However, instead of setting suitability guidelines for index annuity sales, in a recent press release, the NASAA said “Equity-indexed annuities ... have taken an especially heavy toll on our senior citizens for whom they are clearly unsuitable.” According to NASAA, an index annuity sale is never suitable.

Sound bites from securities regulators on why deferred annuities are bad often settle on surrender charges. The whipping boy they used a few years ago was the mythical index annuity product with a 20-year surrender period (that never existed in the first place). It appears it isn’t the length of the surrender charge that truly is the talking point, but merely the fact that a deferred annuity is used.

In a recent Massachusetts securities case, the regulator jumped on the fact that one of the annuities replacing equities had a 10-year “lock-up” and another had a five-year “lock-up”­—a pejorative synonym for “surrender period.” A Missouri case pointed out that two of the consumer’s new annuities were currently paying 3.25 percent interest and that the existing equity accounts had “gained over 23 percent in the two years prior to their liquidation.”

What I find disturbing is that the Massachusetts regulator failed to comment on the fact that 90 percent of the 82-year-old consumer’s assets were in the stock market before moving some of them to fixed annuities.

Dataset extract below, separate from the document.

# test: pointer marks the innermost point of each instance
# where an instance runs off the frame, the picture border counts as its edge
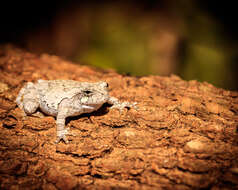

Similarly, the Missouri regulator did not opine on whether the 2008 stock market would hold any risks for the 75-year-old consumer in that case.

The securities industry sells stocks and bonds; fixed annuities do not fit their model and are competition for investment money. This is coupled with the reality that the annuity industry has many toxic product designs built to maximize commissions and not consumer returns. There are also too many carriers that do not provide transparent performance results.

Part of the answer is education. I have sent letters to journalists who recently have had articles mentioning the safety of bonds, asking them to talk about multi-year-rate fixed annuities and showing the actual yields of index annuities. If I can get the media to report that at least some deferred annuities are good, it will become difficult for the securities regulator to end an entire industry.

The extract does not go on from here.